Fifty-seven low-risk pregnant women were evaluated, aged 18 to 35 years, selected for convenience location during the three trimesters of pregnancy. The women were divided into three groups of 19 subjects each, according to gestational age - 1st quarter (4-12 weeks), 2nd quarter (13-28 weeks), and 3rd quarter (29-42 weeks,). Each patient was positioned standing up with one foot on each AMTI force platform until she heard a beep indicating that she should start walking a distance of four meter. Data were analyzed using the SPSS software. The Kolmogorov Smirnov test, Tukey's test and Spearman correlation coefficient were used for group comparisons, with 5% significance level in all tests.
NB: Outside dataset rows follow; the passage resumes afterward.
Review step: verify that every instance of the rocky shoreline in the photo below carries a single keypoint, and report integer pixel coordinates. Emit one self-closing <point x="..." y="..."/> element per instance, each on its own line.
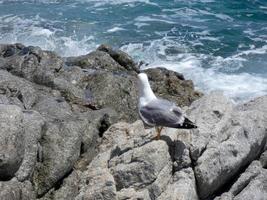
<point x="70" y="131"/>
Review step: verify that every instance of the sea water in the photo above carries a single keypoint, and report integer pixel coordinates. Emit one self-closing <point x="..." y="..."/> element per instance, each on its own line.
<point x="219" y="44"/>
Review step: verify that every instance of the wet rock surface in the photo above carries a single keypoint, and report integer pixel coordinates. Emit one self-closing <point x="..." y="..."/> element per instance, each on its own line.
<point x="70" y="130"/>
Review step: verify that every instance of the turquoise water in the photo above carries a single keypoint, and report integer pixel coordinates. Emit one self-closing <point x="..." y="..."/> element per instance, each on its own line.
<point x="219" y="44"/>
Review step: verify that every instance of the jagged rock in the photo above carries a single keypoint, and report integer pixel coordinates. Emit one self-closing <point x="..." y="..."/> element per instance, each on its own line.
<point x="250" y="185"/>
<point x="141" y="166"/>
<point x="12" y="142"/>
<point x="33" y="129"/>
<point x="31" y="63"/>
<point x="263" y="159"/>
<point x="131" y="194"/>
<point x="61" y="144"/>
<point x="67" y="190"/>
<point x="256" y="189"/>
<point x="117" y="92"/>
<point x="95" y="60"/>
<point x="182" y="186"/>
<point x="19" y="136"/>
<point x="14" y="90"/>
<point x="15" y="190"/>
<point x="235" y="138"/>
<point x="120" y="57"/>
<point x="173" y="86"/>
<point x="98" y="183"/>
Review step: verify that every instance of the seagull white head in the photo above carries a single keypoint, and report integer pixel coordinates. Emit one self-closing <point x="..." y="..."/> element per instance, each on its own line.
<point x="145" y="91"/>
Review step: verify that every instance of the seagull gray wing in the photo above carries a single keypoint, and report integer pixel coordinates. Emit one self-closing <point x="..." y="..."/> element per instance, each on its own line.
<point x="160" y="112"/>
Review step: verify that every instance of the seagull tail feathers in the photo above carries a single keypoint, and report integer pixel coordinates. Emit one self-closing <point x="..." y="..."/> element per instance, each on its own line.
<point x="187" y="124"/>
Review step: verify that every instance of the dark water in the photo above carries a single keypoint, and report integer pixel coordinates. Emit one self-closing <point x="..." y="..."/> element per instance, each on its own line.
<point x="219" y="44"/>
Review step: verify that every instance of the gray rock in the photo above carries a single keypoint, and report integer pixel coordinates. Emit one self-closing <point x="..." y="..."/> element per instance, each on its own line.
<point x="250" y="185"/>
<point x="61" y="144"/>
<point x="14" y="190"/>
<point x="182" y="186"/>
<point x="235" y="139"/>
<point x="68" y="189"/>
<point x="263" y="159"/>
<point x="12" y="141"/>
<point x="97" y="184"/>
<point x="173" y="86"/>
<point x="95" y="60"/>
<point x="31" y="63"/>
<point x="17" y="91"/>
<point x="120" y="57"/>
<point x="131" y="194"/>
<point x="33" y="128"/>
<point x="141" y="166"/>
<point x="256" y="189"/>
<point x="114" y="91"/>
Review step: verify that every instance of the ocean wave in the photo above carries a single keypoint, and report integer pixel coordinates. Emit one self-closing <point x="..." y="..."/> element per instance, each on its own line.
<point x="208" y="72"/>
<point x="32" y="32"/>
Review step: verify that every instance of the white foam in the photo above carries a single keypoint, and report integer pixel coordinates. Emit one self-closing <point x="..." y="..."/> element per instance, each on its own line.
<point x="31" y="32"/>
<point x="98" y="3"/>
<point x="239" y="87"/>
<point x="221" y="73"/>
<point x="115" y="29"/>
<point x="151" y="19"/>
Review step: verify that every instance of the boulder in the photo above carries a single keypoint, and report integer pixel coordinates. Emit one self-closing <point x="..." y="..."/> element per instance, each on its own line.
<point x="31" y="63"/>
<point x="250" y="185"/>
<point x="97" y="60"/>
<point x="15" y="190"/>
<point x="231" y="139"/>
<point x="67" y="189"/>
<point x="120" y="57"/>
<point x="173" y="86"/>
<point x="12" y="141"/>
<point x="182" y="186"/>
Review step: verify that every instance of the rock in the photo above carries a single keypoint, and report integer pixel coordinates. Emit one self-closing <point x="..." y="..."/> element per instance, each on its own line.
<point x="31" y="63"/>
<point x="173" y="86"/>
<point x="12" y="142"/>
<point x="61" y="145"/>
<point x="97" y="184"/>
<point x="131" y="194"/>
<point x="182" y="186"/>
<point x="116" y="92"/>
<point x="33" y="129"/>
<point x="120" y="57"/>
<point x="235" y="139"/>
<point x="17" y="91"/>
<point x="256" y="189"/>
<point x="263" y="159"/>
<point x="14" y="190"/>
<point x="250" y="185"/>
<point x="141" y="166"/>
<point x="97" y="60"/>
<point x="68" y="189"/>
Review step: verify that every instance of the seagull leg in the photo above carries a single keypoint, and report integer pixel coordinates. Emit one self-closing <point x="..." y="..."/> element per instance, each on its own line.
<point x="158" y="129"/>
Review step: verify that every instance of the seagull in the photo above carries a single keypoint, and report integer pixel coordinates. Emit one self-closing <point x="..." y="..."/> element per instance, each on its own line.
<point x="159" y="112"/>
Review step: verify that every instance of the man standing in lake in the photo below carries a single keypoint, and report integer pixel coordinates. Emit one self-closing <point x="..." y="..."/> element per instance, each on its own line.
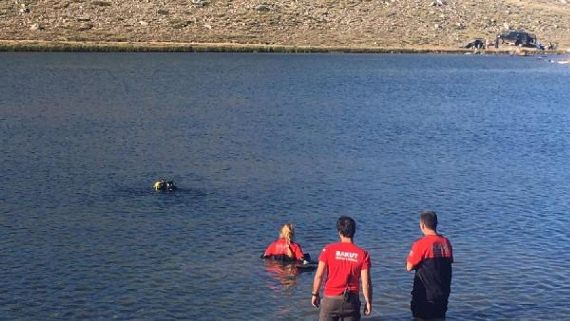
<point x="345" y="265"/>
<point x="431" y="256"/>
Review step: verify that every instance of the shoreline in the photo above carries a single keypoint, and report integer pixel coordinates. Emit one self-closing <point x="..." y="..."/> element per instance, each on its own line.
<point x="156" y="46"/>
Significant differences were found between the 1st quarter (GFT) and 3rd quarter (GTT) groups regarding mediolateral oscillation amplitude (GFT: 0.4 cm and GTT: 0.2 cm) and mediolateral displacement rate (GFT: 0.9 cm/s and GTT: 0.4 cm/s). There was a gradual decrease in anteroposterior and mediolateral oscillation rate, and in the speed of displacement from platform 1 to platform 2 in GFT. There was a significant difference in oscillation amplitude and mediolateral displacement speed between GFT and GTT.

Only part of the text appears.